Tom Hardy in Locke
Nate von Zumwalt, Editorial Manager
Can the merits of a man become unhinged by one moral misstep? In Steven Knight’s Locke, protagonist Ivan Locke’s (Tom Hardy) fate teeters on that overloaded question.
Director Knight’s latest effort is one of assured minimalism and stripped down artistry, featuring Tom Hardy in a role without the cinematic safety nets offered in his prior films. Hardy plays the titular Locke, a man of the highest moral esteem and a construction foreman with a wife and two children. But on this night, which also happens to be the eve of the most important day of his career, Locke faces the fallouts of a past mistake that may irrevocably haunt him.
Shot entirely in and around the confines of Ivan Locke’s BMW, our protagonist’s vulnerable condition is dictated to us through a series of Bluetooth phone calls with bosses, colleagues, wives, children, and one mysterious woman. Ultimately, Locke’s pillar of integrity is revealed to have one severe fracture, and he must choose to act in the interest of self-preservation or the interest of everyone but himself. Director Steven Knight recently spoke with us on the fascinating logistical challenges presented by the film and how he secured some of the UK’s best talents for less than glamorous roles.
Locke screened in the Spotlight section of the 2014 Sundance Film Festival. The film opens in theaters Friday, April 25.
With a film like this one there is an intimacy with the lead character that the viewer must engage with in order for the idea to succeed. Despite his transgression (which we won’t disclose here), Ivan Locke is easy to sympathize with because he is by all other accounts a man of integrity. Can you talk about that dichotomy at play?
The original thought was that I wanted to create a really ordinary person. He’s married, he’s got two kids, he works in construction. He doesn’t have a backstory that involves prison or murder or anything like that. This is an ordinary tragedy–it’s something that could happen to anyone. I wanted something that an ordinary man may do that would have huge consequence on his life but that’s not gonna’ get him in prison, it’s not fraud or a crime. It’s a simple mistake, and we see how he responds to that when his life begins to unravel.
I admired the veracity in the film. I kept waiting for the scene where–
For the crash.
Yes! And it never came, which was pleasant. In writing the script, did you have to check yourself often to not compromise authenticity?

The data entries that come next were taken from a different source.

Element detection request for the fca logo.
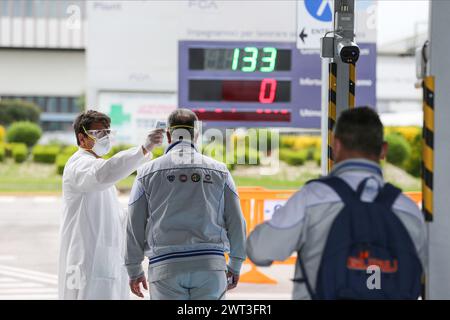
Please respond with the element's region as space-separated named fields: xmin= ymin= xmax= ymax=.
xmin=305 ymin=0 xmax=333 ymax=22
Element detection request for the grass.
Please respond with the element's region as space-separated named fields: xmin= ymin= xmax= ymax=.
xmin=0 ymin=159 xmax=61 ymax=193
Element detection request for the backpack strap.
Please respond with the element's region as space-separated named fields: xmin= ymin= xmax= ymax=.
xmin=308 ymin=176 xmax=356 ymax=205
xmin=296 ymin=255 xmax=317 ymax=300
xmin=375 ymin=183 xmax=402 ymax=209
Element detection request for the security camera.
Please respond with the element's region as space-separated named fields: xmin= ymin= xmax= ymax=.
xmin=336 ymin=39 xmax=359 ymax=63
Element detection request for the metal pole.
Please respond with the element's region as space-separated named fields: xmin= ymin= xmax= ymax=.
xmin=424 ymin=1 xmax=450 ymax=299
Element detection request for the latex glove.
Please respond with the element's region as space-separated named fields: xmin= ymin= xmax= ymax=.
xmin=142 ymin=129 xmax=165 ymax=152
xmin=227 ymin=269 xmax=239 ymax=290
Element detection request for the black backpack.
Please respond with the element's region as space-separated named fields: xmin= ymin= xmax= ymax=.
xmin=299 ymin=177 xmax=422 ymax=299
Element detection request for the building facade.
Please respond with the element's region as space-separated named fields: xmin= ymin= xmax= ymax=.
xmin=0 ymin=0 xmax=86 ymax=131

I really didn’t want the car to crash or the baby to die. I wanted to keep it real so that an audience would recognize that this is something that happens in life and do the story justice. It’s shot in a certain way that in the end of the film when you pull away and you see all these other cars and you think, “Well in each one of those bubbles of light there’s another story.” Everybody’s living through these things and we all have these dramas. Isn’t that what film should be made about as well as well as all the other stuff?
How do you cast for a role that won’t appear on screen?
We just got so lucky. We decided to go for the best first, because you always do.
As was the case with Tom Hardy…
Exactly. This was one of those projects–and there’s no explanation for it–where everything came together. Every door flew open. With the cast, they’re not so well known over here, but they’re pretty much the best the UK has to offer in character actors. And what were we offering? They were going to sit in a hotel conference room from 9 p.m. ‘til 4 a.m. with just some biscuits and some red wine and not be seen. And they all bought into it.
It was a mere two weeks that you spent shooting, correct? And I believe you mentioned how that affected the film; it was conducive to the stripped down approach to the script itself.
The way we shot it, was to shoot it from beginning to end. The calls are real, the time is real, and Tom can calibrate his own performance because it’s actually happening. What that meant was that once we had shot the whole film 16 times, that was it. That’s all you can get inside that car. When it’s such a short shoot, there’s a fizz of excitement that lasts all the way through. It doesn’t die out.
In retrospect, the subplot playing out with the construciton job crisis definitely feels figurative, but it’s never heavy handed. Why did you choose that as the parallel storyline?
I wanted to go quite heavy on that because people are afraid of it, I think. But only where it’s offered to you. He works in concrete, and concrete is this solid, formless thing. That is Ivan. He believes in solidity, he believes in practical solutions. Just like John Locke the philosopher, which is the reason I chose the name. Locke was a rationalist, he also believed in the separation of the self. Ivan makes his own decision and sticks to it. So yeah, the metaphor is deliberately there.